喜劇的でも、悲劇的でもない。人生、そう、だからこう感じるのもまた当然かもなあと思う。
主人公の生きにくさ("不器用さ"と言うべきなのだろうが、)を描くのが絶妙。
一生の居場所を失ったとしても、それでも生きていかねばならない彼女が自ら選んだ持たざる者の道というのは、場所や人に囚われないことで、自由やしがらみから解放される生活であろうが、孤独や不安とは常に隣り合わせで、その日その日を懸命に乗り越える生活。

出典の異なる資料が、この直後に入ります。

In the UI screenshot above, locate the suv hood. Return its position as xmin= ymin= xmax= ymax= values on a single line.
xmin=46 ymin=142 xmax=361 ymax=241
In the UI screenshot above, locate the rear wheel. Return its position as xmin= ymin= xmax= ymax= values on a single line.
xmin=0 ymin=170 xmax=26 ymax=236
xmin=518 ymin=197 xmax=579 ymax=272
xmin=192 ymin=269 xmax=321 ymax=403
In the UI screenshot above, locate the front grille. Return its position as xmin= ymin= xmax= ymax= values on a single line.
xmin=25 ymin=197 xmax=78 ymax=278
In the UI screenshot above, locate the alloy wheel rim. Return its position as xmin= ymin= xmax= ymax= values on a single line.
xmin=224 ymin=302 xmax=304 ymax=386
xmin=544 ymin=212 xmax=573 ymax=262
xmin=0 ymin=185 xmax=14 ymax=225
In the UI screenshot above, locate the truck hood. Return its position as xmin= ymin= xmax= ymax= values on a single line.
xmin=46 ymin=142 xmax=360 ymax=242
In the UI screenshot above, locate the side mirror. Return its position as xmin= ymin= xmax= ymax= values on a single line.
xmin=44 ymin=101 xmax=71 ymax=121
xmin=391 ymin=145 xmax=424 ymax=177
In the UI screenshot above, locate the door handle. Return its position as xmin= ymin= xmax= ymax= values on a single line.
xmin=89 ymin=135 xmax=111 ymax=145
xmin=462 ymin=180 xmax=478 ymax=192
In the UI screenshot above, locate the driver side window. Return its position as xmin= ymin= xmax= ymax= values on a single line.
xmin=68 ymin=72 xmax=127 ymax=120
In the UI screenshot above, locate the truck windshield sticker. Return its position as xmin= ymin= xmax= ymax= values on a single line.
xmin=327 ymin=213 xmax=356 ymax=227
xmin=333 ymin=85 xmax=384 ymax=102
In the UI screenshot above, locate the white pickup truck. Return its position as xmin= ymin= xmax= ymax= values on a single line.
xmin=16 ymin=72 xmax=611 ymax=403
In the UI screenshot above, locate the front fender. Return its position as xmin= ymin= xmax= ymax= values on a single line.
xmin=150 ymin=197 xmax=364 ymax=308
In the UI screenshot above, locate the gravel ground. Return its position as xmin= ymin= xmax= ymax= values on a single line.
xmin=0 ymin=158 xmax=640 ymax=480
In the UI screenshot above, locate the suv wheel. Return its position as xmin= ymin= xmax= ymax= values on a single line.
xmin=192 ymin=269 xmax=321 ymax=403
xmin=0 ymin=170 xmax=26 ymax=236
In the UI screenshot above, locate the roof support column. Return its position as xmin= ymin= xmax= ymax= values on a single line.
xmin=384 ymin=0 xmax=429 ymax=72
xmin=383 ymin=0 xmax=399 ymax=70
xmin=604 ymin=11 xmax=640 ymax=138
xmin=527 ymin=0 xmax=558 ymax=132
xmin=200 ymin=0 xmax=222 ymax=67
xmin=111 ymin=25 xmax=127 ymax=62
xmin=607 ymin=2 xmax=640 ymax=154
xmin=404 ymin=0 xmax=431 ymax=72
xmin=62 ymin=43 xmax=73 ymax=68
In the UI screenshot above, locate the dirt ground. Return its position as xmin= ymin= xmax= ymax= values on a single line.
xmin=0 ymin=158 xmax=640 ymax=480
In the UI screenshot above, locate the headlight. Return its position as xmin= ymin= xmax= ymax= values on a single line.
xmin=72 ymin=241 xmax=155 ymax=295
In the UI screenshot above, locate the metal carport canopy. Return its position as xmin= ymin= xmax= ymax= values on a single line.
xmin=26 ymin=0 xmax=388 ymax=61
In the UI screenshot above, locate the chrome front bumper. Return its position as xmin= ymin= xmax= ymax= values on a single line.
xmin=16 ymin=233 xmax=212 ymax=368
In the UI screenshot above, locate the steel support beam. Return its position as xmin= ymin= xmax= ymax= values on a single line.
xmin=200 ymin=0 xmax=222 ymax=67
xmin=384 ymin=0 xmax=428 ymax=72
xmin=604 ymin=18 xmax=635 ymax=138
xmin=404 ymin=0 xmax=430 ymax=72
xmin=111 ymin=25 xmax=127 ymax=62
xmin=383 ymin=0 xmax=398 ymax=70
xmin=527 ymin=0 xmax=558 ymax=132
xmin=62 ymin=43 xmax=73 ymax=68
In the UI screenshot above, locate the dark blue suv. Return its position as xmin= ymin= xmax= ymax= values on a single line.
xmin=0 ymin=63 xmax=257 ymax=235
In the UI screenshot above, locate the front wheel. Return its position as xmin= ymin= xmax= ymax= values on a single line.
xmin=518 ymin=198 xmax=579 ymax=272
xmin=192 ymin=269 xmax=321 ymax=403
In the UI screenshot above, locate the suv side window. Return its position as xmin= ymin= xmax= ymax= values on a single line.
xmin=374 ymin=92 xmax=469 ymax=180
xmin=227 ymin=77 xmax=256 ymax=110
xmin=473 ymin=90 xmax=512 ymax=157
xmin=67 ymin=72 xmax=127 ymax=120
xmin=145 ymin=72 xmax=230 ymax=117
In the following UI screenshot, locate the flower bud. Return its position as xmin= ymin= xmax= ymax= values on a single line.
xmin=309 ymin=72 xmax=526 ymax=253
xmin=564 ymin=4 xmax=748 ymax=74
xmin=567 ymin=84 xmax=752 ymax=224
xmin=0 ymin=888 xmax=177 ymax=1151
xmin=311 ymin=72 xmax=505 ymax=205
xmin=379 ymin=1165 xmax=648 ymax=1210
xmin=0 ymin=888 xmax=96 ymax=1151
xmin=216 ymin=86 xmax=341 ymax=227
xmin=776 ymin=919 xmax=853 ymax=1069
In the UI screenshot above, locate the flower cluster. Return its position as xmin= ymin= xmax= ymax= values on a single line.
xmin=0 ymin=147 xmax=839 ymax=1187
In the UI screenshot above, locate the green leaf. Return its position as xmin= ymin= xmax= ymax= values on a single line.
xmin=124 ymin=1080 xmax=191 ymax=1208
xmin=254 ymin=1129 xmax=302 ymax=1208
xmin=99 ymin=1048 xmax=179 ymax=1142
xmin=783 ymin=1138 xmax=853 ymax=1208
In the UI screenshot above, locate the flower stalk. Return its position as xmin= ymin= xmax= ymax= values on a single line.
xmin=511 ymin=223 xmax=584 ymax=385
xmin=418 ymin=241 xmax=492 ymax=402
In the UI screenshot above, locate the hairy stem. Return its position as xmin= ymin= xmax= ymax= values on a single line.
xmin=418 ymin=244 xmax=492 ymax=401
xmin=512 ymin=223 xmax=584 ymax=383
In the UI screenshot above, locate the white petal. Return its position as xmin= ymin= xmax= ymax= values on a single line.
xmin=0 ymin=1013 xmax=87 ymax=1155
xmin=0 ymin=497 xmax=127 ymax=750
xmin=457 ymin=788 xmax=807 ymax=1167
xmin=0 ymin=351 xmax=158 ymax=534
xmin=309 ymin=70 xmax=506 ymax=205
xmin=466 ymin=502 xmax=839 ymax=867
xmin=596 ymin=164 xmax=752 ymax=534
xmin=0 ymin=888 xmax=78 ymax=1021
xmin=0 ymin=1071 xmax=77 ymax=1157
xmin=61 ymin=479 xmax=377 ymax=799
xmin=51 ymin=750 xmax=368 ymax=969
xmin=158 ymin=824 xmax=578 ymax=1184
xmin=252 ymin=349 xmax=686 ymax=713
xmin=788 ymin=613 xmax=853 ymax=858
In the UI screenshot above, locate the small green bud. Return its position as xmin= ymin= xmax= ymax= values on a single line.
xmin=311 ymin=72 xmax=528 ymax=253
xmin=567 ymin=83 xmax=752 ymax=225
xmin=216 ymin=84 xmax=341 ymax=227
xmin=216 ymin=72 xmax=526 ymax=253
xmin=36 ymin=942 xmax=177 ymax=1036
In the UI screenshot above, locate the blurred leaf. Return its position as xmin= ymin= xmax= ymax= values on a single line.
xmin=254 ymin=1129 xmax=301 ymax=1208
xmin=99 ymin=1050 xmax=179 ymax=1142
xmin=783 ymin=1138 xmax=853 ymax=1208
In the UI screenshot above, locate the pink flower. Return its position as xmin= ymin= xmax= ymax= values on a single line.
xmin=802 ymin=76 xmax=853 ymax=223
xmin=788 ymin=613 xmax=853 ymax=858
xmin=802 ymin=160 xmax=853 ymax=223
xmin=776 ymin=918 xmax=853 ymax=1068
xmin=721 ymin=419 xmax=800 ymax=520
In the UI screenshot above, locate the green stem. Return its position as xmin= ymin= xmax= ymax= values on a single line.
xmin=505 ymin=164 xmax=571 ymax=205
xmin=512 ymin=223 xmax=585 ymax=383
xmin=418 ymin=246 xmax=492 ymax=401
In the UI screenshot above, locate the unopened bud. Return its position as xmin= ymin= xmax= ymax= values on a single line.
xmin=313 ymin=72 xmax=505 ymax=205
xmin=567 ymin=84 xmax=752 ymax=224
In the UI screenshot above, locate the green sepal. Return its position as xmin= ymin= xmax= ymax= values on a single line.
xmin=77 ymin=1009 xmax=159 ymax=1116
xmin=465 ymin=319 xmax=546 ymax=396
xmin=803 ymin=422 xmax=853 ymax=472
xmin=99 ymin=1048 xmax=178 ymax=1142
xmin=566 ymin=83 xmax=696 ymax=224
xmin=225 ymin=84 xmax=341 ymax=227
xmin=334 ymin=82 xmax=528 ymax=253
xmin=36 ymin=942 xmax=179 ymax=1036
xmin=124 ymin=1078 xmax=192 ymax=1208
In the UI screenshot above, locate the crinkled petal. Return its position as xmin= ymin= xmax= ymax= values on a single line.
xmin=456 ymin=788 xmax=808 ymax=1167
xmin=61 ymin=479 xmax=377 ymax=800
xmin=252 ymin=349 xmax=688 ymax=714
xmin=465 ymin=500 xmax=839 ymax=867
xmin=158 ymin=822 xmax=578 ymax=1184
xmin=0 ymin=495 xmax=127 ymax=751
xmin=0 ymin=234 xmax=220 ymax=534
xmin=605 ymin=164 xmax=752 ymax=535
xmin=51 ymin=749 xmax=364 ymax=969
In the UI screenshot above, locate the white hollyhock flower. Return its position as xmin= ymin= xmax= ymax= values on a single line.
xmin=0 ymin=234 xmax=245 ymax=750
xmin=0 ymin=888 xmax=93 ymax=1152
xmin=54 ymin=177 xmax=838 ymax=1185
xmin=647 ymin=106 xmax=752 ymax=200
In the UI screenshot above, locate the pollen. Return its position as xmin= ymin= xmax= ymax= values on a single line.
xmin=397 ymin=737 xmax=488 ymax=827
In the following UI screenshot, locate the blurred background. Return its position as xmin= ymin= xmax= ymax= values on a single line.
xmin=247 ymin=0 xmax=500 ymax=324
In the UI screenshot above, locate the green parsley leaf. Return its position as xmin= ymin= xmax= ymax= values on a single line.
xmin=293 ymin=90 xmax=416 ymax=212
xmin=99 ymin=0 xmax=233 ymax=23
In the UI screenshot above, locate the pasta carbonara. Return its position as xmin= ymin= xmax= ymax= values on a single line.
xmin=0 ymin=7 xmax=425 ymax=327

それでも、往く先々で出会う人たちとの交流から得られる僅かな希望の欠片を丁寧に拾い上げる彼女のまっすぐな逞しさには敬服する。受け入れることは、とても労力の要ることだから。
「この生き方が好きなのは、最後の"さよなら"がないんだ。いつも"また どこかで"。実際そうなる。また会える。だから私は信じていられる。」
この学びを得た彼女は、これからもノマドとして暮らしていくことを、自らの意思で選び続けるのだろう。